A primera vista, quizá parezca que Lula da Silva, el líder sindicalista de izquierda y presidente recientemente reelecto de Brasil, tiene muy poco en común con Felipe Calderón, el derechista que se convirtió en el presidente de México el 1 de diciembre. Pero ambos son demócratas comprometidos que aceptan que las instituciones fuertes y el pluralismo son principios esenciales de un gobierno sólido, y ambos consideran que su tarea es promover la capacidad de su país de competir en la economía mundial, no criticar sin fundamentos la globalización. Esto ubica del mismo lado a estos dos hombres tan diferentes en una batalla encarnizada por el futuro del hemisferio occidental, y los enfrenta al populismo irresponsable respaldado por Hugo Chávez y sus acólitos en Bolivia, Ecuador y Nicaragua.

El rasgo más importante que tienen en común estos líderes de Brasil y México es que no pierden tiempo culpando a otras personas por los problemas de su país. También comparten la convicción de que vencer a la pobreza confiriéndole poder al pueblo es su tarea más urgente. Podría argumentarse que el éxito o fracaso de la democracia en América Latina depende, en gran medida, de la capacidad de estos dos líderes de cumplir con su plan de lograr que la democracia funcione para sus compatriotas más pobres. Al convalidar fórmulas mediante las cuales la democracia pueda solucionar los problemas, estos líderes, establecerán un contraste favorable entre el gobierno a través de las instituciones y el Estado de Derecho, y el populismo ineficaz.

Programas prácticos para luchar contra la pobreza

Para afrontar la pobreza crónica que asola a la mayoría de los países de América Latina, Lula y Calderón están decididos a ampliar novedosos programas sociales que van mucho más allá que las transferencias en dinero que gozan del favor de los populistas. Por ejemplo, las transferencias condicionales en efectivo (CCT, por su sigla en inglés) tienen dos objetivos importantes: a corto plazo brindan asistencia inmediata a familias muy pobres, y a largo plazo ayudan a desarrollar el capital humano ya que la asistencia depende de la participación en los programas de salud y educación.

Bajo el programa mexicano PROGRESA-Oportunidades, que se desarrolló durante la administración del presidente Vicente Fox, se realizan módicos pagos a la madre a cargo del hogar. Esta característica del programa se basó en las investigaciones que mostraban que las mujeres tienen una mayor tendencia a valorar la inversión en la educación, salud y nutrición del niño. En trece países de América Latina, se implementaron programas similares de transferencias condicionales en efectivo[3]. Estos programas son doblemente viables: además de ser populares desde el punto de vista político, ya que resuelven las necesidades financieras inmediatas de las familias más pobres del país, están diseñados para resolver los obstáculos esenciales del desarrollo a largo plazo mejorando la salud, nutrición y educación de quienes, de otra manera, estarían atrapados en la marginalidad social y, por ende, representarían un impedimento permanente para el progreso económico.

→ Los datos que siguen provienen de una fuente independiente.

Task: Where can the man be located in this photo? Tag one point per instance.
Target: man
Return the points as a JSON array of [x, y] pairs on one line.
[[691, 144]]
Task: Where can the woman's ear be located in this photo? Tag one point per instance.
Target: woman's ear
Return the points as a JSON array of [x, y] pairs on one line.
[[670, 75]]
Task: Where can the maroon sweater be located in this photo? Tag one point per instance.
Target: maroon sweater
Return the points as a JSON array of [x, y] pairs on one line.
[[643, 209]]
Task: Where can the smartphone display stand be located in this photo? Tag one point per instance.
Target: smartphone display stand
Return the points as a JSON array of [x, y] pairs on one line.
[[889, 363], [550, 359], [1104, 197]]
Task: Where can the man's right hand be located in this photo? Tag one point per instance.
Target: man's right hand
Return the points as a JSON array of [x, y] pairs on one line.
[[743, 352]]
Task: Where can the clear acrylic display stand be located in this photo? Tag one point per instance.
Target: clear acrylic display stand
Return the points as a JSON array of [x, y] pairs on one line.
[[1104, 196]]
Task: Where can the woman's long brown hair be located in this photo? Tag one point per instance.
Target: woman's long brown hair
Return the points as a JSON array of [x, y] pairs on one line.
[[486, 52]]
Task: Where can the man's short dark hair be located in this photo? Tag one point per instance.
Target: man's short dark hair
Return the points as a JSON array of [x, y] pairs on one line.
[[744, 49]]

El presidente Lula lanzó el Programa Bolsa Familia (PBF) en octubre de 2003 como un programa de transferencias condicionales en efectivo dirigido a familias extremadamente pobres, otorgando módicos pagos a las familias que se beneficiaran de los servicios básicos de salud y educación. Actualmente el Programa Bolsa Familia beneficia a poco más de 11 millones de familias o aproximadamente 40 millones de participantes. Los US$ 4 mil millones de fondos que se desembolsaron hasta el momento lo convierten en el programa de transferencias condicionales en efectivo más grande del mundo[4]. El programa originalmente comenzó como la Bolsa Escola en 1995, bajo la administración del presidente Fernando Henrique Cardoso. En 2003, se lo combinó con Bolsa Alimentação (un programa federal de nutrición), Cartão Alimentação (una tarjeta de nutrición) y Vale Gás (un complemento de combustible de cocina), para formar la Bolsa Familia, un programa integral.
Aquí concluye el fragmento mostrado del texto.